Option B: Per-node folders (rejected)¶
One folder per sensor node (snr01/, snr02/). Cross-node comparison dashboards
have no natural home. Folder proliferation at O(nodes) rather than O(roles).
Option C: Role-based 5-tier hierarchy (selected)¶
Aligns with ISA-95 role separation (operators vs. engineers vs. platform admins).

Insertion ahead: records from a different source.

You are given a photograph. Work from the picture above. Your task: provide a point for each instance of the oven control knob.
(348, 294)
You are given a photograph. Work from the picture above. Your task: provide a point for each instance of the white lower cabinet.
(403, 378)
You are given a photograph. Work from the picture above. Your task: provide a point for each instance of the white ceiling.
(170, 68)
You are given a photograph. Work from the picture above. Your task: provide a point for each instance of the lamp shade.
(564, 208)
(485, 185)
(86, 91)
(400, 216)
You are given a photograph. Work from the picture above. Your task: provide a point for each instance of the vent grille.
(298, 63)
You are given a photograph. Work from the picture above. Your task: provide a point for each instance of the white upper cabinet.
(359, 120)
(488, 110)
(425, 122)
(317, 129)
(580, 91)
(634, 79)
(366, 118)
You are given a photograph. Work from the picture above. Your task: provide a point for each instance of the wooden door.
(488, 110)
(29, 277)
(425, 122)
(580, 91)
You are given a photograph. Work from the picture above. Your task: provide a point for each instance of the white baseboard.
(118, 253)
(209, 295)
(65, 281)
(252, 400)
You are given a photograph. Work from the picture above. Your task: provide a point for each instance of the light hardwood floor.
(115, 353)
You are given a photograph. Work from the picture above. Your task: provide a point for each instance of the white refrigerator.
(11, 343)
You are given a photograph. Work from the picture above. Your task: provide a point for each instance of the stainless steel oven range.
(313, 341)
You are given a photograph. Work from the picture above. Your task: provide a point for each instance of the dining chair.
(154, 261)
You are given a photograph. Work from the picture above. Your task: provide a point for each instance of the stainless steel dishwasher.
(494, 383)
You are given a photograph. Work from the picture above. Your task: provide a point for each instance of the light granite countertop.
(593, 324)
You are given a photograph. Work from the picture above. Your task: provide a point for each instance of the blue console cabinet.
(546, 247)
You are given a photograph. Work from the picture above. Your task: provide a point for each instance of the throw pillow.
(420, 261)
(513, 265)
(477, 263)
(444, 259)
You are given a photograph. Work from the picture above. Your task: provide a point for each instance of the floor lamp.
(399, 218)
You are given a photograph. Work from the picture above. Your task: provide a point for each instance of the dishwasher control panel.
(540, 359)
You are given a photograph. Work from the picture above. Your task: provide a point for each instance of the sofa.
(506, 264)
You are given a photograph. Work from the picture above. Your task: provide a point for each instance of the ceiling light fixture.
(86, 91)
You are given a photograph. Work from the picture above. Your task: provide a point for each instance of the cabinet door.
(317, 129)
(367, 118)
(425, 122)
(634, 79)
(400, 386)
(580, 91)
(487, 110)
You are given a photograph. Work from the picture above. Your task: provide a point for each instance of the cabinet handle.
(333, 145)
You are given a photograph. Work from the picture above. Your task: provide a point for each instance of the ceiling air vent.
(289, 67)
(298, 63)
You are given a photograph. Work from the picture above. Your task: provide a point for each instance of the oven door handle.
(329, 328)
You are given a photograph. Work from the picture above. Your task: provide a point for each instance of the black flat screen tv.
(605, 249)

Folder count is fixed at 5 regardless of node count. Cross-node dashboards (e.g.,
all-zone alarm summary) belong naturally in ot-operations.
Rationale¶
The 5-tier hierarchy mirrors enterprise SCADA display conventions without requiring formal ISA-101 compliance. Separating operator, engineering, and historian views prevents dashboard clutter in the primary operations view. The UID pattern makes dashboards addressable by code (Ansible, Terraform) without relying on numeric IDs that change on import/export cycles.
The event-driven panel pattern avoids the "gaps between points" problem that occurs when standard Grafana time-series panels assume fixed-interval data.
Consequences¶
- All new OT dashboards must be placed in one of the five folders.
- Dashboard UIDs must follow the
ot-{tier}-{node}-{purpose}pattern. - The
archon-platformfolder andot-home-archondashboard are the entry point; navigation links must be maintained when new dashboards are added. - State-change metrics must use stepAfter interpolation and the union+lastBefore query pattern to avoid misleading gaps in the time series.